The collaboration is expected to facilitate cost efficiencies, new market opportunities, and the ability to provide additional resources for specialized programs, industry insights, and technology to meet the diverse needs of all segments of agriculture.
“Continual improvement is vital to the long-term success of any farm or ranch,” said Shane Tiffany, chair of the Frontier Farm Credit Board. “Our financial cooperatives are no different. As agriculture gets more complicated and our risks and costs as producers increase, we need to know we can count on our lender. This collaboration better positions us for the future.”
Together, these three Farm Credit Associations serve more than 85,000 producers across Iowa, Kansas, Minnesota, Nebraska, North Dakota, South Dakota, Wisconsin, and Wyoming. At 2022 year-end, AgCountry reported loan volume of $11.6 billion, Frontier Farm Credit, $2.6 billion, and FCSAmerica, $38.3 billion.
“There are many examples of successful collaborations in the Farm Credit System,” said Nick Jorgensen, chair of the FCSAmerica Board. “This one is unique in allowing each Association to share functions where it makes sense, yet retain the local experience we all have come to value from our individual cooperatives and financial teams.”
Shareholders of the three Associations will receive additional information regarding this collaboration.
The Directors have agreed to share key functions, such as leadership, strategic planning, and technology, while retaining local, independent Boards, offices, services, cash patronage programs, and more.
“Our three Boards are comprised mostly of farmers and ranchers. We were elected by our fellow member-owners to make decisions ensuring our Associations fulfill their mission to current and future producers,” said Lynn Pietig, chair of AgCountry’s Board of Directors. “Each Association enters this collaboration in a financially strong position. By working together, we can achieve benefits of scale that make us even stronger.”
The collaboration is expected to facilitate cost efficiencies, new market opportunities, and the ability to provide additional resources for specialized programs, industry insights, and technology to meet the diverse needs of all segments of agriculture.
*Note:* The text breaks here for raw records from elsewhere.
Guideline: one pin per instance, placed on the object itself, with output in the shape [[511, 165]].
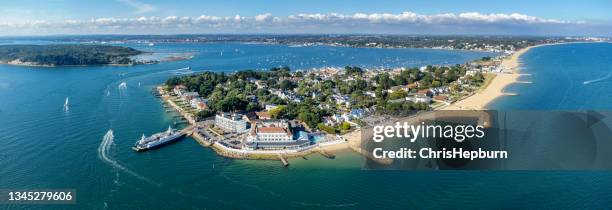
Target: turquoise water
[[559, 74], [44, 146]]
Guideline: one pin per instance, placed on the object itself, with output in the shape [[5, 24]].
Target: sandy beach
[[509, 75]]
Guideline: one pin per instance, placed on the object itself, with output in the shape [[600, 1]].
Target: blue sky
[[529, 17]]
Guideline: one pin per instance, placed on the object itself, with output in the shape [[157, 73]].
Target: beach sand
[[509, 75]]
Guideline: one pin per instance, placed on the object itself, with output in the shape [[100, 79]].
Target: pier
[[283, 160], [326, 154]]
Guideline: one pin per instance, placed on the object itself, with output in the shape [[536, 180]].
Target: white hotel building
[[273, 138], [231, 122]]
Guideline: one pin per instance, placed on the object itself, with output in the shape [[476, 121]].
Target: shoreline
[[509, 75]]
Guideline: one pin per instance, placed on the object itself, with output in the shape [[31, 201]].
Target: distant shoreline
[[509, 75], [28, 64]]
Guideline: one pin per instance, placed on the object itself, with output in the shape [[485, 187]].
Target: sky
[[438, 17]]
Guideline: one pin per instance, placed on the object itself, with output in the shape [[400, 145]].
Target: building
[[263, 115], [419, 98], [273, 136], [270, 107], [179, 89], [187, 96], [231, 122], [199, 104]]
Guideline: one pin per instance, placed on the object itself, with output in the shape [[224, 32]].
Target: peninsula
[[67, 55]]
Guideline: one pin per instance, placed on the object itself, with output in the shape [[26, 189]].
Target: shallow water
[[44, 146]]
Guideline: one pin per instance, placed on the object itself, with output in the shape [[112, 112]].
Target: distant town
[[248, 112], [502, 44]]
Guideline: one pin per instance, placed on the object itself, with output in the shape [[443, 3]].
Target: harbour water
[[44, 146]]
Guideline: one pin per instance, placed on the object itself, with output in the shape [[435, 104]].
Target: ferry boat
[[157, 140]]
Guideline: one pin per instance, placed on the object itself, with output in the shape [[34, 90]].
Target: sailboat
[[66, 104]]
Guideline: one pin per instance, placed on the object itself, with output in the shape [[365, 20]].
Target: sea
[[86, 145]]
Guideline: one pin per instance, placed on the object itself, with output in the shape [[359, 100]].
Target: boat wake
[[598, 80], [104, 155]]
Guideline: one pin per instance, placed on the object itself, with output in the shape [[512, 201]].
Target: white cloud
[[406, 22], [139, 6]]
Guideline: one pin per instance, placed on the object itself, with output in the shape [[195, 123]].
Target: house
[[199, 104], [357, 113], [273, 136], [271, 107], [370, 93], [187, 96], [263, 115], [231, 122], [426, 92], [440, 98], [419, 98], [179, 90]]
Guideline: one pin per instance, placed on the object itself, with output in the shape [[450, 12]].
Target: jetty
[[326, 154], [283, 160]]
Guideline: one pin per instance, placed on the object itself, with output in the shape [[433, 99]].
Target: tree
[[345, 126], [287, 85]]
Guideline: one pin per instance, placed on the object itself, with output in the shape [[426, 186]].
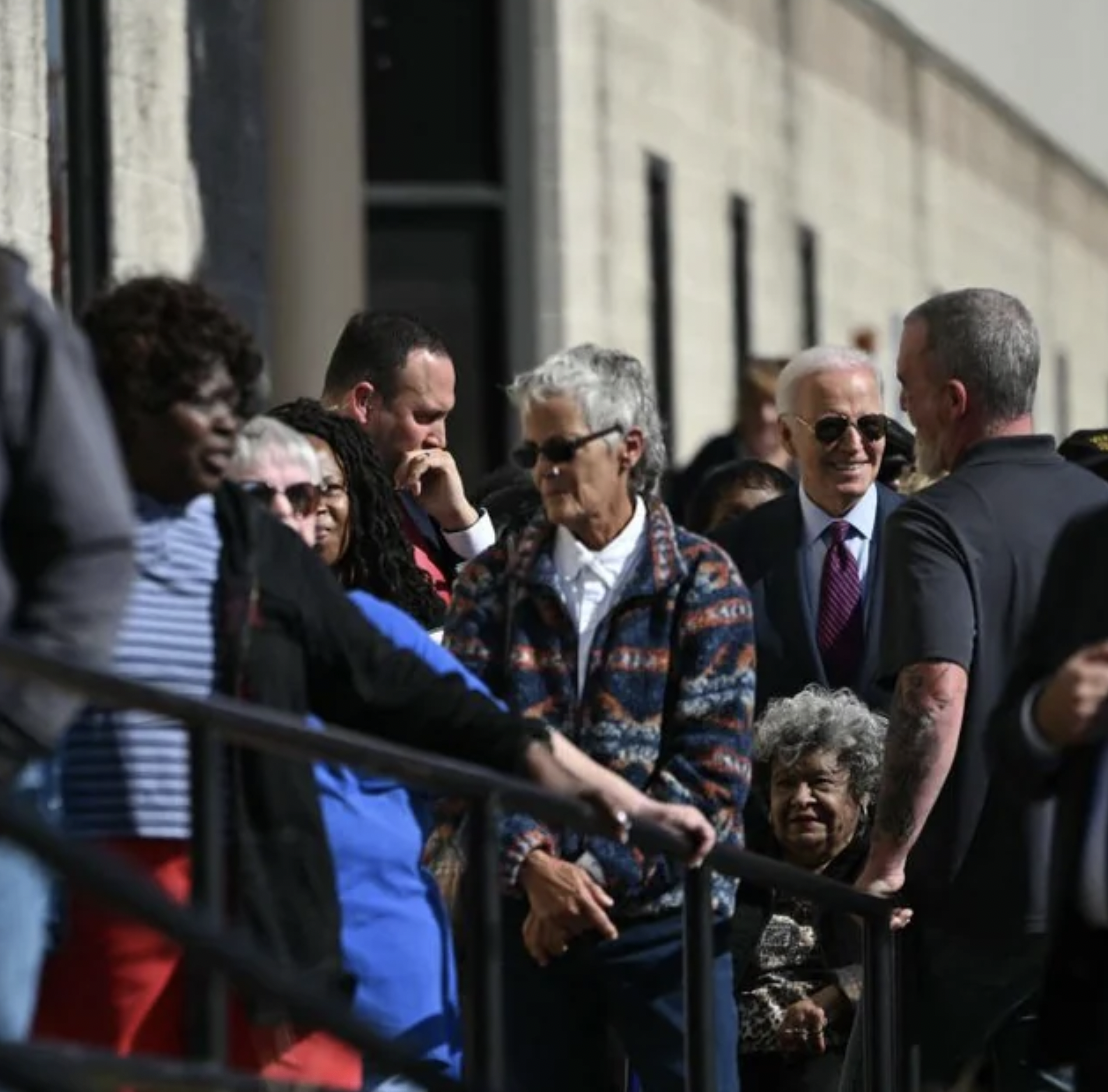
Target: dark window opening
[[662, 290], [85, 148], [445, 267], [740, 281], [809, 287], [432, 76]]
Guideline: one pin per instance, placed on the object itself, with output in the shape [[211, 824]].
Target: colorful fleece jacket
[[667, 701]]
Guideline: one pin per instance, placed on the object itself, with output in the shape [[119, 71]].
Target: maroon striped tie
[[840, 631]]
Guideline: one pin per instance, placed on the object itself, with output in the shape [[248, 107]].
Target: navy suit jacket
[[767, 545]]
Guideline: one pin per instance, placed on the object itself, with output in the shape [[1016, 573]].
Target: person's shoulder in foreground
[[65, 554]]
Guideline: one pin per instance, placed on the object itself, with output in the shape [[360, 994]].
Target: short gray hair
[[263, 439], [819, 720], [812, 362], [612, 388], [988, 341]]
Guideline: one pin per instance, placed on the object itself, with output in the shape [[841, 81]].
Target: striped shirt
[[125, 774]]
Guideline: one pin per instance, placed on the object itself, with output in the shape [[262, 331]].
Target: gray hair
[[612, 388], [814, 361], [987, 340], [263, 439], [834, 722]]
“Continual improvement is vital to the long-term success of any farm or ranch,” said Shane Tiffany, chair of the Frontier Farm Credit Board. “Our financial cooperatives are no different. As agriculture gets more complicated and our risks and costs as producers increase, we need to know we can count on our lender. This collaboration better positions us for the future.”
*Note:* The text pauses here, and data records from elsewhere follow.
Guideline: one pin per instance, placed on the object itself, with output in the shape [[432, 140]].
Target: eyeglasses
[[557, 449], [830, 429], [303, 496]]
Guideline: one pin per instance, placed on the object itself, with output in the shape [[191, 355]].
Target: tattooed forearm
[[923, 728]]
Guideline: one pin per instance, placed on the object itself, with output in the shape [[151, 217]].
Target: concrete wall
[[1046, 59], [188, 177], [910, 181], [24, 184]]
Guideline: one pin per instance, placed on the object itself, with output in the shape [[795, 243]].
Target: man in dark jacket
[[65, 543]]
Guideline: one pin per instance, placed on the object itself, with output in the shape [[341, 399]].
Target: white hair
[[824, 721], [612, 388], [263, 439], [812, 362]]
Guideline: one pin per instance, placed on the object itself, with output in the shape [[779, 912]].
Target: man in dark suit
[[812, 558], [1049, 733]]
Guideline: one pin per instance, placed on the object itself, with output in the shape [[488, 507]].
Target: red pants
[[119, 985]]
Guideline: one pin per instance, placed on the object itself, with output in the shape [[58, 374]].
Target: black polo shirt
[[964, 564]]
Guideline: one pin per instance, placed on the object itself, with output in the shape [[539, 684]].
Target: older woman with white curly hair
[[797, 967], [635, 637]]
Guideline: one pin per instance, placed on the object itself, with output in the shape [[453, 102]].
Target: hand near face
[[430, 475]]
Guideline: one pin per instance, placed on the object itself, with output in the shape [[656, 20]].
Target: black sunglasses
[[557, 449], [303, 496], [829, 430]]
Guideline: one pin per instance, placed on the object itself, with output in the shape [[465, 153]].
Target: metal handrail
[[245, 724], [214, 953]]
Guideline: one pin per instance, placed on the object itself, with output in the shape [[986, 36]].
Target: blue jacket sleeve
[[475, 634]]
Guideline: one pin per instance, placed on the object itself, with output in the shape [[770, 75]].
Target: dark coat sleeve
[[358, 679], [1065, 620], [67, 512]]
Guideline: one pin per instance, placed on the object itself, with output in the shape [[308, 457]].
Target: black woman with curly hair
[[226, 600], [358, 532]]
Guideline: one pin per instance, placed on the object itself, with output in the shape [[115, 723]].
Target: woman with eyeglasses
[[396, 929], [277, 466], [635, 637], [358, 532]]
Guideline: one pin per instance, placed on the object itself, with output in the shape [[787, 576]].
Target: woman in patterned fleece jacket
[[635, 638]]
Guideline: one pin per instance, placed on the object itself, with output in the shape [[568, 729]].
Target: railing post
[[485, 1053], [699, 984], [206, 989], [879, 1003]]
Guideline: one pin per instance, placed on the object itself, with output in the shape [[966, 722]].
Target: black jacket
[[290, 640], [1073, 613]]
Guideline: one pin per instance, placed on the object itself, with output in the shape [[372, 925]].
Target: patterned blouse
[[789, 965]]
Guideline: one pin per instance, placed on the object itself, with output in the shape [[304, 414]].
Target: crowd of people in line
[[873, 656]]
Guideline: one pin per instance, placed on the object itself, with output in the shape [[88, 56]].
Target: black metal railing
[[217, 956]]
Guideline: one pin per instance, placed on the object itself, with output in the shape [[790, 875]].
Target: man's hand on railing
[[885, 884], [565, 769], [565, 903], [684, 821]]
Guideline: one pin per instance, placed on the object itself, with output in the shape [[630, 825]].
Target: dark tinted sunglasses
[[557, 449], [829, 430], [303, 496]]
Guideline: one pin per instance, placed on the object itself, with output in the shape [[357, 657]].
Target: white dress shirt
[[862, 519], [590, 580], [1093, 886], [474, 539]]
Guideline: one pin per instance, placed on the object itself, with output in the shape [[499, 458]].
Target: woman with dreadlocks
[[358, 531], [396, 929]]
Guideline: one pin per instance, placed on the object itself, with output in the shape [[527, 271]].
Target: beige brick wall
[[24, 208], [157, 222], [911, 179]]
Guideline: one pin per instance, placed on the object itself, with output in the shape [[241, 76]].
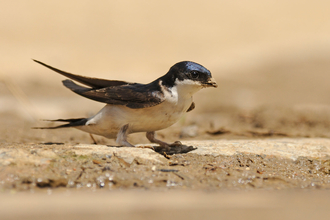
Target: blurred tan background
[[260, 52]]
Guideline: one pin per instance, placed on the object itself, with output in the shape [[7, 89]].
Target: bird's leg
[[122, 137], [151, 137], [93, 139]]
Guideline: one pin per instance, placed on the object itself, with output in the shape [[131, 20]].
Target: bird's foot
[[175, 148]]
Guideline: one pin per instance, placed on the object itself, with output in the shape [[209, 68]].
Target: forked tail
[[72, 122]]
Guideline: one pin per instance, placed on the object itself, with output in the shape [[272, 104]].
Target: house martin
[[134, 107]]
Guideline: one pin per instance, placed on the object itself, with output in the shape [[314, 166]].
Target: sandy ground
[[271, 61]]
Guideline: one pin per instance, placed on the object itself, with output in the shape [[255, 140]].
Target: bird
[[135, 107]]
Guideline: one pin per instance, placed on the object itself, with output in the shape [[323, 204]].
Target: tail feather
[[73, 122]]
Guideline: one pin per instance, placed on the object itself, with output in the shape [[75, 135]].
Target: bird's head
[[190, 74]]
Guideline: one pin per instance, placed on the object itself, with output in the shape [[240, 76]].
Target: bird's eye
[[194, 74]]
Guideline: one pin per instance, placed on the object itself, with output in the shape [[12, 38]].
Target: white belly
[[111, 118]]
Together, these three Farm Credit Associations serve more than 85,000 producers across Iowa, Kansas, Minnesota, Nebraska, North Dakota, South Dakota, Wisconsin, and Wyoming. At 2022 year-end, AgCountry reported loan volume of $11.6 billion, Frontier Farm Credit, $2.6 billion, and FCSAmerica, $38.3 billion.
“There are many examples of successful collaborations in the Farm Credit System,” said Nick Jorgensen, chair of the FCSAmerica Board. “This one is unique in allowing each Association to share functions where it makes sense, yet retain the local experience we all have come to value from our individual cooperatives and financial teams.”
Shareholders of the three Associations will receive additional information regarding this collaboration.
About the Collaborating Associations
As part of the Farm Credit network of cooperatives, the three Associations provide credit, risk management and/or financial services to their customers.
AgCountry is headquartered in Fargo, North Dakota, and serves 25,000 farmers, ranchers, and agribusinesses in portions of Minnesota, North Dakota, and Wisconsin.
Frontier Farm Credit serves 6,700 producers in eastern Kansas, where it has headquarters in Manhattan.
FCSAmerica, headquartered in Omaha, Nebraska, serves 55,000 producers in Iowa, Nebraska, South Dakota, and Wyoming.
Combined, the collaborating Associations have nearly $60 billion in assets: AgCountry, $13 billion; Frontier Farm Credit, $2.8 billion; and FCSAmerica, $43.3 billion.